Monday, February 11, 2013
I am feeling very strong right now. I know I am not back to the level I was before last October, and still have the holiday pounds to lose, but I feel so much better. Exercise is my priority now. Instead of making excuses, I just do it, to quote the ad. I've found I can carve out a 20-30 minute walk or a 45 min ST session most days. Every little bit counts. I save the longer workouts for the days when I have more time. I still can't get over the fact that I like working out!
When it comes to my eating, I am making smart choices and eating the right portions 85% of the time. I would like to get that number a little bit higher. I have found that I can't be too strict with my diet or I rebel. The thing I am struggling with the most is sugar. Over and over I make the mistake of eating 'just one piece' of candy or 'just one' cookie. Everytime it leads to a minor or major binge of sugary foods. I am not drawn to these foods as a rule, but once I taste one, it is all I can think about it. It is almost like a drug addiction! Except I don't feel good when I eat it. I plan to work really hard on this habit over the next few weeks. Lately I've been reminding myself of how hard I've been working out whenever I feel like 'having just one'. Sometimes that reminder is enough, sometimes I take the plunge anyway. I wish that someday I could have just one. But for now, I have to be realistic and try to resist!

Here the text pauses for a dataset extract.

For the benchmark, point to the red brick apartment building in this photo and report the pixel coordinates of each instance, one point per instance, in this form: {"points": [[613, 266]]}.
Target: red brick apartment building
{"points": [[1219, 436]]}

I have been much more active on my BLC team this time around. I try and check in at least once each day. In past rounds, I never made it a priority even though posting frequently is strongly advised. I've enjoyed getting to know my teammates and sharing in their victories and struggles. It has helped me to read that others are struggling with similar issues. It is also helpful to have a place to go and share my own struggles. I'm thankful for my Ninjas!